SSL 模拟赛 总结(2017.10.18)
T1:
这题我们可以发现:
长方形的面积就是
a* i + b * j -a*b
现在i,j是未知的
我们进一步思考:
发现我们连接圆心到矩形A的一点,就可以有勾股求出圆心到矩形A的a边的距离
即 (i/2)^2=r^2- (a/2)^2
而后可以求出i
j同理可求
然后我们去枚举a,b即可
时间复杂度:((2r)^2)
var
r,a,b,i,j:longint;
ans,sum:extended;
begin
readln(r);
for i:=1 to 2*r do
for j:=1 to 2*r do
begin
sum:=i*sqrt(sqr(r)-sqr(i/2))*2+j*sqrt(sqr(r)-sqr(j/2))*2-i*j;
if sum>ans then
begin
ans:=sum;
a:=i;
b:=j;
end;
end;
writeln(a);
writeln(b);
end.
T2:
这题其实没什么好讲的,选择排序然后注意判断就可以了。。。
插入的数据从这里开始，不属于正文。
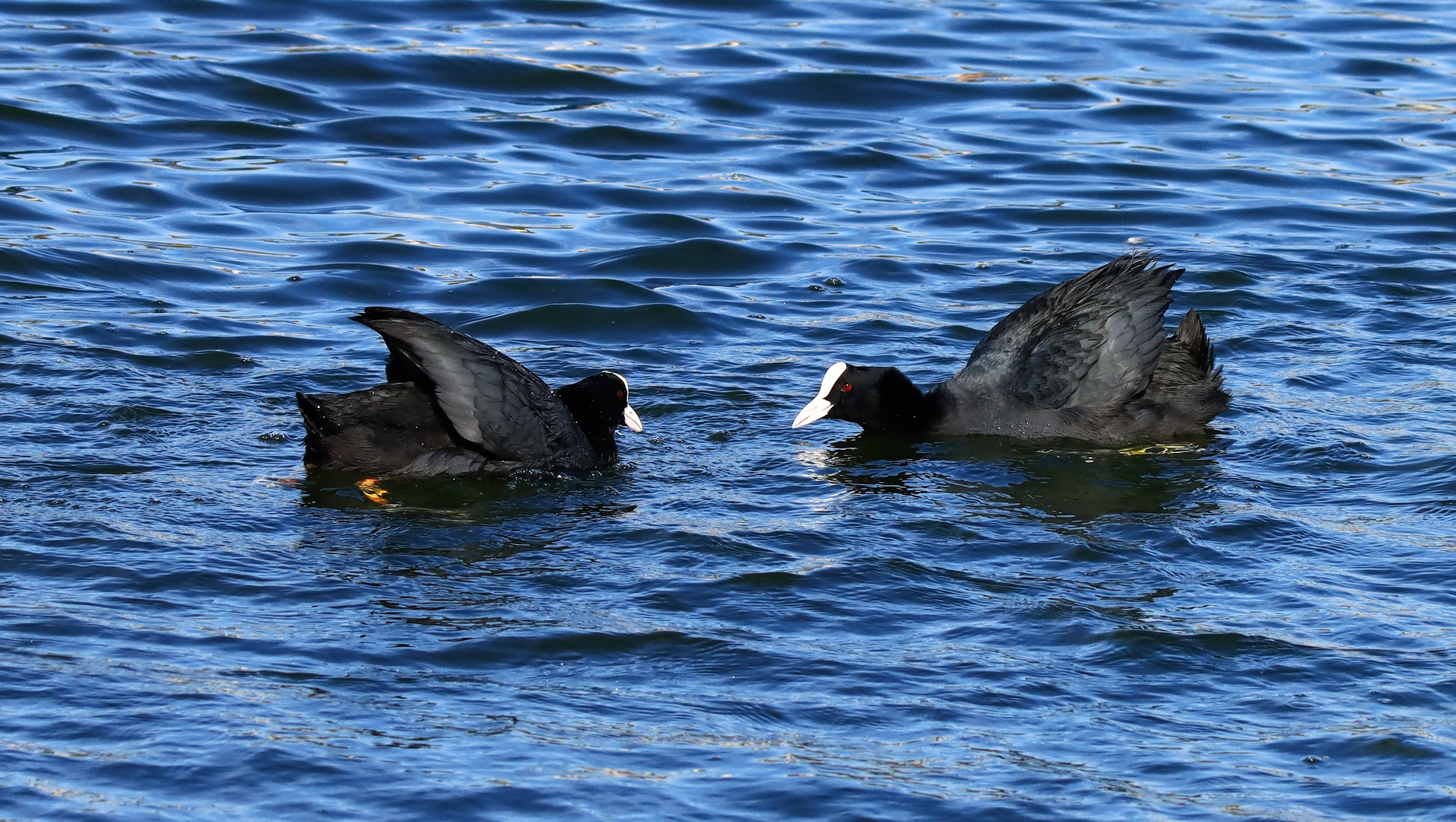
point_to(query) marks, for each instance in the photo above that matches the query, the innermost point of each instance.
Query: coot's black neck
(596, 419)
(899, 408)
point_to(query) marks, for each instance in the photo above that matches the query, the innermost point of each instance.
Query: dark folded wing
(1087, 342)
(486, 396)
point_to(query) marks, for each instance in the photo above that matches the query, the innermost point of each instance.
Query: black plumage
(454, 405)
(1085, 360)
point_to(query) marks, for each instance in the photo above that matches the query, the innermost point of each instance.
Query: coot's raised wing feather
(1088, 342)
(486, 396)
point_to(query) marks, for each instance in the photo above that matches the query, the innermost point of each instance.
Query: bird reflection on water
(1053, 479)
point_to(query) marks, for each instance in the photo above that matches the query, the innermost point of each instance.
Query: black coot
(1085, 360)
(454, 405)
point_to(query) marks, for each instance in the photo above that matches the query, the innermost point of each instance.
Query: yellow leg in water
(371, 491)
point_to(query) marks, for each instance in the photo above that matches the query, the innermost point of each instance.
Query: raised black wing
(1088, 342)
(488, 397)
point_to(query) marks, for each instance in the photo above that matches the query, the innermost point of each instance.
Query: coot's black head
(601, 405)
(881, 400)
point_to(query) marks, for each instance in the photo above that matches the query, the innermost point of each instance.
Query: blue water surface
(741, 622)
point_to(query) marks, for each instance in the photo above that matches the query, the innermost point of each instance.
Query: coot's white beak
(816, 409)
(820, 406)
(629, 416)
(632, 419)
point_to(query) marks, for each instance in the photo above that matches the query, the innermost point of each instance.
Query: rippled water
(743, 622)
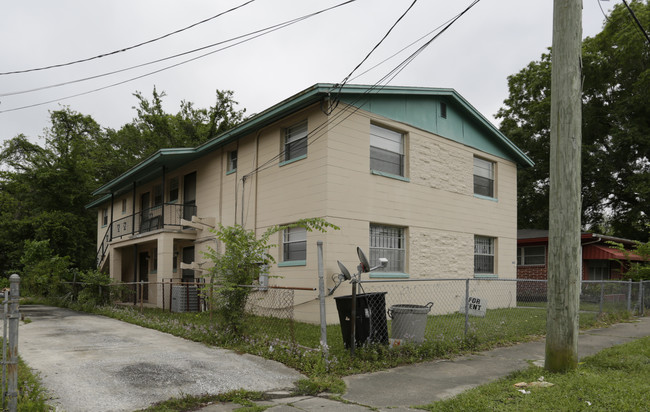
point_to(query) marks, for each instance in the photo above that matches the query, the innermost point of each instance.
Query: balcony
(167, 215)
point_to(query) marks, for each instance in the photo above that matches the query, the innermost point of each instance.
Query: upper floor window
(232, 160)
(294, 244)
(173, 189)
(157, 195)
(484, 255)
(531, 255)
(483, 177)
(388, 242)
(386, 151)
(295, 141)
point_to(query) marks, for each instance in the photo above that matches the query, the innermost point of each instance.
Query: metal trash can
(409, 322)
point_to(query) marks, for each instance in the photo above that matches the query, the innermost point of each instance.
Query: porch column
(165, 269)
(115, 264)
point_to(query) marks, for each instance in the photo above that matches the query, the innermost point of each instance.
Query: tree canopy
(44, 189)
(616, 129)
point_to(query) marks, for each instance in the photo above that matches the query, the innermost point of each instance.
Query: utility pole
(565, 203)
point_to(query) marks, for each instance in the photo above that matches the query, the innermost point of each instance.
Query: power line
(345, 80)
(318, 132)
(259, 34)
(127, 48)
(636, 20)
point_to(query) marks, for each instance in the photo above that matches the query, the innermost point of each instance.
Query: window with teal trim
(388, 242)
(386, 150)
(232, 161)
(484, 248)
(295, 141)
(483, 177)
(294, 244)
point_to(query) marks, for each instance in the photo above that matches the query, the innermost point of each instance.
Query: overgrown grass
(446, 338)
(190, 402)
(615, 379)
(32, 397)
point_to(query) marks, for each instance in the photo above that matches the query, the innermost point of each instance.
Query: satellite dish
(344, 271)
(365, 266)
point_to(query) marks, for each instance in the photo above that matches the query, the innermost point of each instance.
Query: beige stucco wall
(436, 206)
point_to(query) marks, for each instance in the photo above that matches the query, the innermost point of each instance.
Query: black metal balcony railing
(157, 217)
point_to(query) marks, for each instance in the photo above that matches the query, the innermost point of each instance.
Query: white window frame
(484, 171)
(294, 240)
(523, 256)
(295, 141)
(389, 143)
(485, 248)
(174, 188)
(232, 160)
(388, 242)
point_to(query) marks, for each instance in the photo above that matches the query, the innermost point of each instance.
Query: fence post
(5, 303)
(14, 318)
(602, 296)
(466, 306)
(641, 308)
(629, 295)
(321, 296)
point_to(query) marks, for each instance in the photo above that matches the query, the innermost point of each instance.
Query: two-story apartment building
(416, 175)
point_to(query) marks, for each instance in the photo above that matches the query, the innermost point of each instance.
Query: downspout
(135, 273)
(133, 214)
(163, 199)
(243, 183)
(112, 206)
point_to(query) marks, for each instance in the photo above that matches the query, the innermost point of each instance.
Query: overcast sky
(493, 40)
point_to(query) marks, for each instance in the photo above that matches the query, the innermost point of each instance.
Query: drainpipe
(112, 206)
(133, 215)
(163, 195)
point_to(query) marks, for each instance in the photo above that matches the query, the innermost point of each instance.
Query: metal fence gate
(10, 345)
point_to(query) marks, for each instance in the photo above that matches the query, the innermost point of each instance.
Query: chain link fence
(394, 312)
(397, 312)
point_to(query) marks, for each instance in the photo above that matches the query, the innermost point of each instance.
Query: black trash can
(371, 326)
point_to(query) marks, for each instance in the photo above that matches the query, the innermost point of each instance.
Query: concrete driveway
(94, 363)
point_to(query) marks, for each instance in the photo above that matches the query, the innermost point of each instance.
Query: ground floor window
(484, 248)
(598, 270)
(294, 244)
(388, 242)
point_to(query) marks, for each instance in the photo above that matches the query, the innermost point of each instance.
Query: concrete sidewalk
(400, 388)
(94, 363)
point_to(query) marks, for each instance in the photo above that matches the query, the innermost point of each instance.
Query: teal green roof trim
(419, 107)
(412, 105)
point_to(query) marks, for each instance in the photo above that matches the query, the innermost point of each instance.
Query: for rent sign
(475, 306)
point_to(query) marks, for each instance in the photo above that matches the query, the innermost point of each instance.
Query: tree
(154, 129)
(243, 259)
(44, 189)
(616, 130)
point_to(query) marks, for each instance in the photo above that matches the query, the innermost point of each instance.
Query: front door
(143, 270)
(189, 195)
(188, 257)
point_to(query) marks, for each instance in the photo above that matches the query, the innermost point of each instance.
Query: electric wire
(274, 28)
(317, 132)
(127, 48)
(638, 23)
(345, 80)
(253, 35)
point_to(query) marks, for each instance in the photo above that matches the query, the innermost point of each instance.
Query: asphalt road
(94, 363)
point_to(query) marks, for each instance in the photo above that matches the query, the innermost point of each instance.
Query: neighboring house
(600, 261)
(415, 175)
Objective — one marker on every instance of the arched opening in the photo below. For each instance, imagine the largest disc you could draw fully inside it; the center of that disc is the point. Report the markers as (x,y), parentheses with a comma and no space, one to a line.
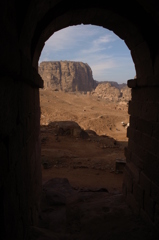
(26,27)
(55,224)
(101,109)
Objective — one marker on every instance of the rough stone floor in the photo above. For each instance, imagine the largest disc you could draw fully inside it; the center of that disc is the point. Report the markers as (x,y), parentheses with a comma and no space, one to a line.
(87,214)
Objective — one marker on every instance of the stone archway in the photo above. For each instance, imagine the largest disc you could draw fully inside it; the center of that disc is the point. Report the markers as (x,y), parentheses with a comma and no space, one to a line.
(29,27)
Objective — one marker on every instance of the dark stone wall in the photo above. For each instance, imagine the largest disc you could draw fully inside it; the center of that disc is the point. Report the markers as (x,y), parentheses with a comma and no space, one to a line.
(141,182)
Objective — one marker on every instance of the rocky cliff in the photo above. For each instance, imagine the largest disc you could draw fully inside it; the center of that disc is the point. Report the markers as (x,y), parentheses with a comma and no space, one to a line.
(67,76)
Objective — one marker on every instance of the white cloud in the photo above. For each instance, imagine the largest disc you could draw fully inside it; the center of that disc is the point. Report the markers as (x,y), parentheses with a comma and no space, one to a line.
(93,45)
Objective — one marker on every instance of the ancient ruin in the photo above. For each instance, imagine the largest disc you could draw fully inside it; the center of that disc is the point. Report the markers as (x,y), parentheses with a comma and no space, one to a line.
(25,26)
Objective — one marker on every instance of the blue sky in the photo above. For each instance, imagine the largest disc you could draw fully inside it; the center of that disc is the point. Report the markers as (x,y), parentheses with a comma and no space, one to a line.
(106,54)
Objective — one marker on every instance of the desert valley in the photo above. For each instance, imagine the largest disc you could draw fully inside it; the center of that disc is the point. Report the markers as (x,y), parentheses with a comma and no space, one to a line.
(83,140)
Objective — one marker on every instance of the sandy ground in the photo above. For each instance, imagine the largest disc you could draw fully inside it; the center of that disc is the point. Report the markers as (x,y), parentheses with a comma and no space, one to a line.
(85,162)
(82,186)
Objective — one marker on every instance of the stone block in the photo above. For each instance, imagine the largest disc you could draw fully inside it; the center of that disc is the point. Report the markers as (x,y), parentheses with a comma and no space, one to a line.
(135,108)
(149,111)
(137,161)
(137,150)
(135,171)
(127,154)
(137,137)
(132,83)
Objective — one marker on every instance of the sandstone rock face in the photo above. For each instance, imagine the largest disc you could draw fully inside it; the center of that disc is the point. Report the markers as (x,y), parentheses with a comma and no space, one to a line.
(67,76)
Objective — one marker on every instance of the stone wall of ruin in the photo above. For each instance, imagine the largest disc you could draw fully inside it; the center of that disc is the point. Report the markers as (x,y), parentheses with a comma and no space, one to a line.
(20,182)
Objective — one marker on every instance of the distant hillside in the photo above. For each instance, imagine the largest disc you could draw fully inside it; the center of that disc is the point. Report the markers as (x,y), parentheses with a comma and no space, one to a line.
(67,76)
(114,84)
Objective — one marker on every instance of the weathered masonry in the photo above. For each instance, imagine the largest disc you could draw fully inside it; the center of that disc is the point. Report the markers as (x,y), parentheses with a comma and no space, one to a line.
(25,26)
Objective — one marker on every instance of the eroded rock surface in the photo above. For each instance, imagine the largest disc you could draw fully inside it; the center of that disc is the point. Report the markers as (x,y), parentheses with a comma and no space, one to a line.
(67,76)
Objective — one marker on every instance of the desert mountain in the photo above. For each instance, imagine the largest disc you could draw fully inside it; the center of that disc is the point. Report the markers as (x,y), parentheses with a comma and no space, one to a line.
(67,76)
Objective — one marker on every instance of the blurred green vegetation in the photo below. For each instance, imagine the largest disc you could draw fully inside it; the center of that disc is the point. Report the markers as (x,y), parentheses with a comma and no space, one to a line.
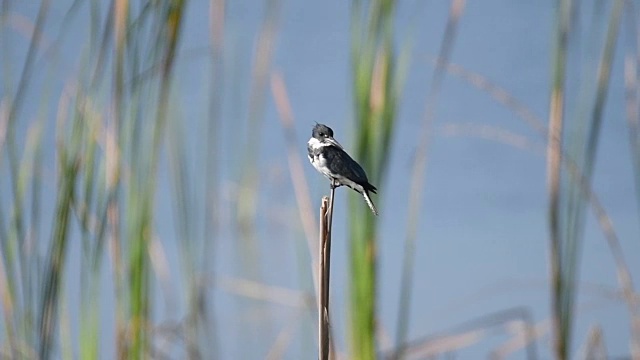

。
时间复杂度:O(N^2)
N那么小不用快排那么麻烦啦
var
a:array [0..101,1..2] of string;
b,ans:array [0..101] of longint;
n,i,j:longint;
s:string;
begin
readln(n);
for i:=1 to n do
begin
readln(s);
j:=pos('.',s);
if j<>0 then
begin
a[i,2]:=copy(s,j+1,length(s)-j);
delete(s,j,length(s)-j+1);
end;
a[i,1]:=s;
b[i]:=i;
end;
for i:=1 to n-1 do
for j:=i+1 to n do
if ((a[i,2]='') and (a[j,2]<>'')) or
((a[i,2]=a[j,2]) and (a[i,1]>a[j,1])) or
((a[i,2]<>'') and (a[j,2]<>'') and (a[i,2]>a[j,2]))
then begin
a[0]:=a[i];a[i]:=a[j];a[j]:=a[0];
b[0]:=b[i];b[i]:=b[j];b[j]:=b[0];
end;
for i:=1 to n do
ans[b[i]]:=i;
for i:=1 to n do writeln(ans[i]);
end.
T3:
这题其实搜索,然后记忆化:
我们用f[i,j,k]去表示以a[i,j]为起点向4个方向能走的最长等差数列的长度。
然后去搜即可。
你可以在做f[i,j,k]顺便把经过的[ii,jj]的f[ii,jj,kk]做了,然后打个标记,所以跑得特别的快。
时间复杂度:O(4NM)
const
dx:array[1..4] of integer=(0,0,1,-1);
dy:array[1..4] of integer=(-1,1,0,0);
var
f:array [0..101,0..101,1..4] of longint;
a:array [0..101,0..101] of longint;
i,j,k,ans,n,m:longint;
function check(aa,bb:longint):boolean;
begin
if (aa<1) or (aa>n) or (bb<1) or (bb>m) then exit(false);
exit(true);
end;
function dfs(x,y,z:longint):longint;
var
i,p,q:longint;
begin
dfs:=1;
for i:=1 to 4 do
begin
p:=x+dx[i];
q:=y+dy[i];
if check(p,q) then
if a[p,q]-a[x,y]=z then
begin
if f[x,y,i]=0 then f[x,y,i]:=dfs(p,q,z)+1;
if f[x,y,i]>dfs then dfs:=f[x,y,i];
end;
end;
end;
begin
readln(n,m);
for i:=1 to n do
begin
for j:=1 to m do read(a[i,j]);
readln;
end;
for i:=1 to n do
for j:=1 to m do
for k:=1 to 4 do
begin
if check(i+dx[k],j+dy[k]) then
if a[i+dx[k],j+dy[k]]-a[i,j]>0 then
f[i,j,k]:=dfs(i+dx[k],j+dy[k],a[i+dx[k],j+dy[k]]-a[i,j]);
inc(f[i,j,k]);
end;
for i:=1 to n do
for j:=1 to m do
for k:=1 to 4 do
if f[i,j,k]>ans then ans:=f[i,j,k];
writeln(ans);
end.
T4:
这题其实就是取n-1条边,使它变成一棵连通图,然后最大的边最小!如果有克鲁斯卡尔去做,很明显N^3,会炸,所以我们要优化!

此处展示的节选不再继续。